Sulfur-bearing molecules in a sample of early star-forming cores

TL;DR

This study investigates sulfur-bearing molecules in early star-forming cores using ALMA data, revealing their abundance dependence on temperature and gas dynamics, which informs sulfur chemistry models in dense interstellar regions.

Contribution

It provides the first comprehensive analysis of sulfur-bearing molecules in early dense cores, showing their abundance correlations and relation to physical conditions, advancing understanding of sulfur chemistry in star formation.

Findings

Sulfur molecule abundances increase with gas temperature.

Correlated abundances suggest a common chemical origin.

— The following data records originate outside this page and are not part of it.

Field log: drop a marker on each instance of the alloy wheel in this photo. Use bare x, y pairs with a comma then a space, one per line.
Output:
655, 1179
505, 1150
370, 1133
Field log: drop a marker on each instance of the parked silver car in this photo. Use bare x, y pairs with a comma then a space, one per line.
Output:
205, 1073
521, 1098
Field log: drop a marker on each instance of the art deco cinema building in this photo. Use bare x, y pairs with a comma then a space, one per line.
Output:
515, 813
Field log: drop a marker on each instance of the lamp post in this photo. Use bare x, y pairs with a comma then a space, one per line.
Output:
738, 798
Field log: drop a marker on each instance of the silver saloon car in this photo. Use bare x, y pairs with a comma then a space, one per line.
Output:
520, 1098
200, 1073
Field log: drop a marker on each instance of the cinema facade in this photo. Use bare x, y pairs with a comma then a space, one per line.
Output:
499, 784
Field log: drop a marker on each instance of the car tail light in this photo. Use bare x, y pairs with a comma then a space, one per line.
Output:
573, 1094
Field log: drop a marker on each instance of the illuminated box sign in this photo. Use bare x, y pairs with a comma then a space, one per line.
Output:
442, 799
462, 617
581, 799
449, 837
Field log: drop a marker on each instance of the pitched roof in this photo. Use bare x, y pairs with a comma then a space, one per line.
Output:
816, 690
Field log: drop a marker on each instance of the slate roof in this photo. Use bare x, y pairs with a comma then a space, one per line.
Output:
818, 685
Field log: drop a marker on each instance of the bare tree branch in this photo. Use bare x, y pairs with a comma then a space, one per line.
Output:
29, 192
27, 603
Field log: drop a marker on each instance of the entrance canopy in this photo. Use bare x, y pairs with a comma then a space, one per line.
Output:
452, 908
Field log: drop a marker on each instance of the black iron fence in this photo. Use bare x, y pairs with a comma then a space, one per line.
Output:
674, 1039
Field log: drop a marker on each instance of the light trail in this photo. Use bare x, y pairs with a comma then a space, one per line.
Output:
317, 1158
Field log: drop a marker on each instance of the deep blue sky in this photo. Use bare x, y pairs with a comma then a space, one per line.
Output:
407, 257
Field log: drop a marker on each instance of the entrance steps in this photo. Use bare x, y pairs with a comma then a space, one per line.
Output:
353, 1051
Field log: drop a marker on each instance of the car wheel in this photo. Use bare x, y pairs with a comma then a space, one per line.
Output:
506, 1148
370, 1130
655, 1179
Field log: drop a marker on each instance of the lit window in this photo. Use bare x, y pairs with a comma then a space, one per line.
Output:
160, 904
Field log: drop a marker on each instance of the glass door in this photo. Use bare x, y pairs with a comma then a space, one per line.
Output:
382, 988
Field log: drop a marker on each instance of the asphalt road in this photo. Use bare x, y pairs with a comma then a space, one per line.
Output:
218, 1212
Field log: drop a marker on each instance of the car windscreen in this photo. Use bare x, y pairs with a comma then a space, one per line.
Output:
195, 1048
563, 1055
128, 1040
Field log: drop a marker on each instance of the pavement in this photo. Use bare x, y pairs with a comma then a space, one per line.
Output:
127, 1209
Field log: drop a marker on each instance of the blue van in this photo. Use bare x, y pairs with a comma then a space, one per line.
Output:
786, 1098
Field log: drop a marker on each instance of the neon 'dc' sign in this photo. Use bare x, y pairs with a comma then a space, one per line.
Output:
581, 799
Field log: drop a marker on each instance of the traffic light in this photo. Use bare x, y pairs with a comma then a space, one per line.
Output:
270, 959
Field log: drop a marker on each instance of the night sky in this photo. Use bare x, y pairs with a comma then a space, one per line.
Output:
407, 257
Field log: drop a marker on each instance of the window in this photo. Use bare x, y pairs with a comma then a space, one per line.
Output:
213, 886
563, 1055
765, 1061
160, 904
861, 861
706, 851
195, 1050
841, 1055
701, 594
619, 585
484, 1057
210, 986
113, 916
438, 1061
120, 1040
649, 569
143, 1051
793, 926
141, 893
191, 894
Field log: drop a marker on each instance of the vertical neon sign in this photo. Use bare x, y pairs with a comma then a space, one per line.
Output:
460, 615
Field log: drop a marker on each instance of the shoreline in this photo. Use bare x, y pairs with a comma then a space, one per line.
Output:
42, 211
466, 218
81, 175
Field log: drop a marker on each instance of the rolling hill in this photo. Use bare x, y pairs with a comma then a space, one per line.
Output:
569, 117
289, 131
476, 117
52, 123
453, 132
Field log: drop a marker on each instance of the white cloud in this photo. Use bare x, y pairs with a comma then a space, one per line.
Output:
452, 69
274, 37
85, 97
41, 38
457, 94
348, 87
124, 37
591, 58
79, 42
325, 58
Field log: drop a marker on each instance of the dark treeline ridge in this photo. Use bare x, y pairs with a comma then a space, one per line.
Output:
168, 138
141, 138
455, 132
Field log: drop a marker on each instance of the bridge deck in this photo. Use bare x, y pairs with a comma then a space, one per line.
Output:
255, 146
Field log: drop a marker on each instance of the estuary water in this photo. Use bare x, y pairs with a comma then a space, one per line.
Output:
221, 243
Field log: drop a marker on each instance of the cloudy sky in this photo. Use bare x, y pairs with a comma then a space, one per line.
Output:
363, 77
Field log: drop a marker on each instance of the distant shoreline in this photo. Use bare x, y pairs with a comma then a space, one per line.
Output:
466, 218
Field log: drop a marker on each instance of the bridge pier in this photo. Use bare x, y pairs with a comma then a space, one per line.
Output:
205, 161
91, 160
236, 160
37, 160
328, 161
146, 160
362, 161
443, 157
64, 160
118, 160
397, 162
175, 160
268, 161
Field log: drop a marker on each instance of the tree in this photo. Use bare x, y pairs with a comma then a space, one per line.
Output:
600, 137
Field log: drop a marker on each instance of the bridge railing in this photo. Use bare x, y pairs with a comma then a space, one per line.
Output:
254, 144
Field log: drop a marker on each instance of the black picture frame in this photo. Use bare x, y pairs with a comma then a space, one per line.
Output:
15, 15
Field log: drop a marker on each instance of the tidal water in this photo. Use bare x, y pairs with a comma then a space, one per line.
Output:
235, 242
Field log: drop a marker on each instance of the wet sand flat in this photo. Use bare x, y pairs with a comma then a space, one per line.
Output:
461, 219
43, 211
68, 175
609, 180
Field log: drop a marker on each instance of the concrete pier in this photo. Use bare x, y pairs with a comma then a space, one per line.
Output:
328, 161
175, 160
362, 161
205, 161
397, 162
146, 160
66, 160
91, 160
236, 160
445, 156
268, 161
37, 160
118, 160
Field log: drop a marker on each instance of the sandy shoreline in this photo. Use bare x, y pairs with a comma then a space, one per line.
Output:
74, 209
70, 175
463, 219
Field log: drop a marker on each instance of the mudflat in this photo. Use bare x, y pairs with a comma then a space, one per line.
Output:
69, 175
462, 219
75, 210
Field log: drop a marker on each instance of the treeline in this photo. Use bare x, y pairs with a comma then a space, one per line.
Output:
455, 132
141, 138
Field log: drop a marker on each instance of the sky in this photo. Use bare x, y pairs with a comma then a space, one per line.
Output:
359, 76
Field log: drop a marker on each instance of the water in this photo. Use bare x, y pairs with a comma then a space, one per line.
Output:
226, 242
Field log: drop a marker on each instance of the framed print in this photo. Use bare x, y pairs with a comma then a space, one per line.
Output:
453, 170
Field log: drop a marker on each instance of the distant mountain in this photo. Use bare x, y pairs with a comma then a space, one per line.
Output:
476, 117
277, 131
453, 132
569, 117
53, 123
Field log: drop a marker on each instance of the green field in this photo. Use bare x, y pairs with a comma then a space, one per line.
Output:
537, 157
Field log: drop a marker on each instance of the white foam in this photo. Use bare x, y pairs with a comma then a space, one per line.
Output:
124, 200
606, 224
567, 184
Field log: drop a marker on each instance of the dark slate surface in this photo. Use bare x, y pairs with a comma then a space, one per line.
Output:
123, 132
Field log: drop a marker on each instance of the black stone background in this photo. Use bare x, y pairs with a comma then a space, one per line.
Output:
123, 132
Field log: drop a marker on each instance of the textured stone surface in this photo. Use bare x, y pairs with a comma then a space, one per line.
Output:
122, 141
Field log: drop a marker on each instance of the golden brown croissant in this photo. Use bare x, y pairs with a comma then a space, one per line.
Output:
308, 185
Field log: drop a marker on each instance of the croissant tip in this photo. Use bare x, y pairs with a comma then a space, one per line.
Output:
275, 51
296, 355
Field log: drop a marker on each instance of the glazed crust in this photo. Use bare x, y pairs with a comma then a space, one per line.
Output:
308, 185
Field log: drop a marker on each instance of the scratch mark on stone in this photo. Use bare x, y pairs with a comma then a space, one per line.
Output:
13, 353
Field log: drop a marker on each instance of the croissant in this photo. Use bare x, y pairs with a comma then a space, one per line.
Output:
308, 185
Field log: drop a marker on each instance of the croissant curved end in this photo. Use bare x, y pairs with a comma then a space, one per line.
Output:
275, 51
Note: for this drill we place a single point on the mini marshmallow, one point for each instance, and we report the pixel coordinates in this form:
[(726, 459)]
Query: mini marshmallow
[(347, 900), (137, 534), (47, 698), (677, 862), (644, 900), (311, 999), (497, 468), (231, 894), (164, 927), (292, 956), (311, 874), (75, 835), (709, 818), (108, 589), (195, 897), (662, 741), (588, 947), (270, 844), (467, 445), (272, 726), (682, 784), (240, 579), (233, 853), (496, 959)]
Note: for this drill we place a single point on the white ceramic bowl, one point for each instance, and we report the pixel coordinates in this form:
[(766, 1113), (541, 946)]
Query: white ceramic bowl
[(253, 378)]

Oxygen-rich molecules are linked to warmer, turbulent gas.

Abstract

The sulfur content in dense molecular regions of the interstellar medium is highly depleted in comparison to diffuse clouds. The reason of this phenomenon is unclear, thus it is necessary to carry out observational studies of sulfur-bearing species towards dense regions, mainly at early evolutive stages to uncover the early sulfur chemistry. Using data from the Atacama Large Millimeter Array (ALMA) data archive, we investigated a sample of 37 dense cores embedded in the most massive infrared-quiet molecular clumps from the ATLASGAL survey. Lines of 34SO, SO2, NS, SO, SO+, and H2CS were analyzed and column densities of each molecular species were obtained. From the continuum emission, and two CH3OH lines, the 37 cores were characterized in density and temperature, and the corresponding H2 column densities were derived. The abundances of such sulfur-bearing species were derived and studied. We find that the abundances of the analyzed species increase with the growth of the gas temperature, suggesting that the chemistry involved in the formation of each of the analyzed molecule may have a similar dependence with Tk in the range 20 to 100 K. We find that the comparisons among abundances are, in general, highly correlated. Given that such correlation decreases in more evolved sources, we suggest that the sulfur-bearing species here analyzed should have a similar chemical origin. From the measured line widths we point out that molecules with oxygen content (34SO, SO2, SO, and SO+) may be associated with warmer and more turbulent gas than the other ones. H2CS and NS are associated with more quiescent gas, probably in the external envelopes of the cores. This work gives quantitative information about abundances that could be useful in chemical models pointing to explain the sulfur chemistry in the interstellar medium.